Can you find the silver screw? If you can find the silver one and can’t find the rusty one scan the photo employing the soft eyes looking for things that don’t fit and you’ll probably find it. If you don’t, let me give you a hint. From the silver screw go one inch to 7 o’clock and if you still can’t find it give me a call. If you’re a man and can’t find it you’re on your own.


Sunday, August 3, 2014

Music Saved Me



            We tried to go on a road trip yesterday. I had been craving some diversity for a while but it’s so hard to get away. We have to feed the animals morning and evening and generally be on call 24 hours a day 7 days a week to make sure no water lines break or stop working for example. So our road trips are confined to things we can do in a one day turnaround. The problem is we are far, far from everything. To get to the coast which would be very nice - since water is a scarce commodity right now - it is a 4 hour drive ONE WAY. Most things around here are a 4 hour drive so it was with great glee that I finally figured out that we could drive to Grass Valley in a little over two. We thought it would be fun to tour the Empire Mine and various other local historic sites of which there are plenty in or near Grass Valley. Like how about the home of infamous courtesan Lola Montez or the surreal Malakoff Diggins? I had never thought of Grass Valley being so “close” because my habit in the past had been to get there via I-80 which is all the way to Sacramento and then go east. That’s the long way around.

Lola Montez lived in Grass Valley for two years.
            First I looked at California county historic sites. All the counties bordering Glenn County which is our county have very few histories sites and we had been to them all.

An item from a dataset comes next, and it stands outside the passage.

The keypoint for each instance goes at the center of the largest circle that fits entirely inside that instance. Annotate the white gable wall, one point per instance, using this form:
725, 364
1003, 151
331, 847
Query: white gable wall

Then I looked east, saw Sierra County which was about the same as the local counties. Then I looked right next door and south to Nevada County. Speaking of Mother Lode! We hit it. That county has more historic sites than Carter’s got pills. (Carter’s Little Liver Pills manufactured by Samuel J. Carter of Erie Pennsylvania). So we watered all the animals and piled in the Honda. All we had to do was drive east on CA-162, turn south on CA-99, turn east on CA-20 and we’d be there in 2 hours 15 minutes. It was almost a straight shot going that way. 


That’s when we started to hear “the noise”. (Cue music from Jaws). In Live Oak - about 1 hr 45 min into the trip - we were dead in the water with a broken water pump. Luckily Geico sent a tow right away and after a short hiccup to the Gridley Honda Motorcycle dealer (what?) we were deposited at Yuba City Honda who had a mechanic and could fix it that afternoon.


            What do they say? The best laid plans of mice and men aft gang astray? When we heard that it would take 2 hours we immediately looked up local movies and next thing you know we were watching “Planet of the Apes – The Beginning” which is real fun mind candy. (But how do those apes ride horses bareback with their non-existent butts and short stumpy legs? Hey, it’s a movie!)
            But if it hadn’t been for My Music I would be insane by now. Music has saved me more than once in my life. Let’s not just leave it as a balm for annoying thwarted road trips. Music has saved me during depressed times when I was over tired and still had to work or commute and grocery shop and keep a marriage working. Just so you know My Music is anything from The Sixties. Crosby, Stills, Nash and Young, Joni Mitchell, The Beatles, The Rolling Stones, The Kinks, The Youngbloods, Judy Collins, Bobbie Gentry, Deep Purple, Joe Cocker, Creedence Clearwater Revival, Aretha Franklin, and Led Zeppelin. The list goes on. And on. Whenever I get depressed and life throws me a curveball that a little attitude adjustment can’t take care of I listen to My Music and then I’m all right. The synapses align and I can go on in peace. What’s Your Music?